Difference between mapreduce split and spark paritition

I wanted to ask is there any significant difference in data partitioning when working with Hadoop/MapReduce and Spark? They both work on HDFS(TextInputFormat) so it should be same in theory.

Are there any cases where the there procedure of data partitioning can differ? Any insights would be very helpful to my study.



Is any significant difference in data partitioning when working with Hadoop/mapreduce and Spark?

Spark supports all hadoop I/O formats as it uses same Hadoop InputFormat APIs along with it's own formatters. So, Spark input partitions works same way as Hadoop/MapReduce input splits by default. Data size in a partition can be configurable at run time and It provides transformation like repartition, coalesce, and repartitionAndSortWithinPartition can give you direct control over the number of partitions being computed.

Are there any cases where their procedure of data partitioning can differ?

Apart from Hadoop, I/O APIs Spark does have some other intelligent I/O Formats(Ex: Databricks CSV and NoSQL DB Connectors) which will directly return DataSet/DateFrame(more high-level things on top of RDD) which are spark specific.

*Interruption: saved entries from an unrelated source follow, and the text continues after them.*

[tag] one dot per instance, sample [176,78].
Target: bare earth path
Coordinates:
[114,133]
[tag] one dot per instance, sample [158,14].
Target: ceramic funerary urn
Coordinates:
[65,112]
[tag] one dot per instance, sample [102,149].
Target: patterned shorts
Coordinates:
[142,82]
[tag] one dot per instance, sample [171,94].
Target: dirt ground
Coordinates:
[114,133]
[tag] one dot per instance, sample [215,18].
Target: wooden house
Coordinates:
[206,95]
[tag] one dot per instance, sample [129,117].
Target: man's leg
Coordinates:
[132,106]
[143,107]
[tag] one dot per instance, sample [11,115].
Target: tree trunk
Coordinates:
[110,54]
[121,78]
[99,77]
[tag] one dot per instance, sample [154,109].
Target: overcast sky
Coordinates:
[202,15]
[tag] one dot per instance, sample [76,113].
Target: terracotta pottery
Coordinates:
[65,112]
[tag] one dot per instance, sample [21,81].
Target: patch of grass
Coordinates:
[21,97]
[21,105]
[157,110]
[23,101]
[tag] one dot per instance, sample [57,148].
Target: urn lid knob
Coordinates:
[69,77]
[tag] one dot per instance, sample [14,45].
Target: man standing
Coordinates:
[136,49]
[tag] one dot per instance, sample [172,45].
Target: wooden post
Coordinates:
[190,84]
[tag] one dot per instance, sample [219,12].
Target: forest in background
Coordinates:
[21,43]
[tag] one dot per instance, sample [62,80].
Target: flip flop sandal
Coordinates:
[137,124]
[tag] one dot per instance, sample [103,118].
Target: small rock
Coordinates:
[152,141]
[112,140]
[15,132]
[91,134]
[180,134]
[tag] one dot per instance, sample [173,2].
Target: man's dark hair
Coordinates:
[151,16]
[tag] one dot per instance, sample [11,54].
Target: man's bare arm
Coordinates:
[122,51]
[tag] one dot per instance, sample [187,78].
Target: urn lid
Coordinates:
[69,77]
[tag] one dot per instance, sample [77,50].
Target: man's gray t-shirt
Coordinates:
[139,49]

Key points on spark partitions when reading data from Non-Hadoop sources

  • The maximum size of a partition is ultimately by the connectors,
    • for S3, the property is like fs.s3n.block.size or fs.s3.block.size.
    • Cassandra property is spark.cassandra.input.split.size_in_mb.
    • Mongo prop is, spark.mongodb.input.partitionerOptions.partitionSizeMB.
  • By default the number of partitions is the max(sc.defaultParallelism, total_data_size / data_block_size). some times number of available cores in the cluster also imflunce the number of partitions like sc.parallelize() without partitions param.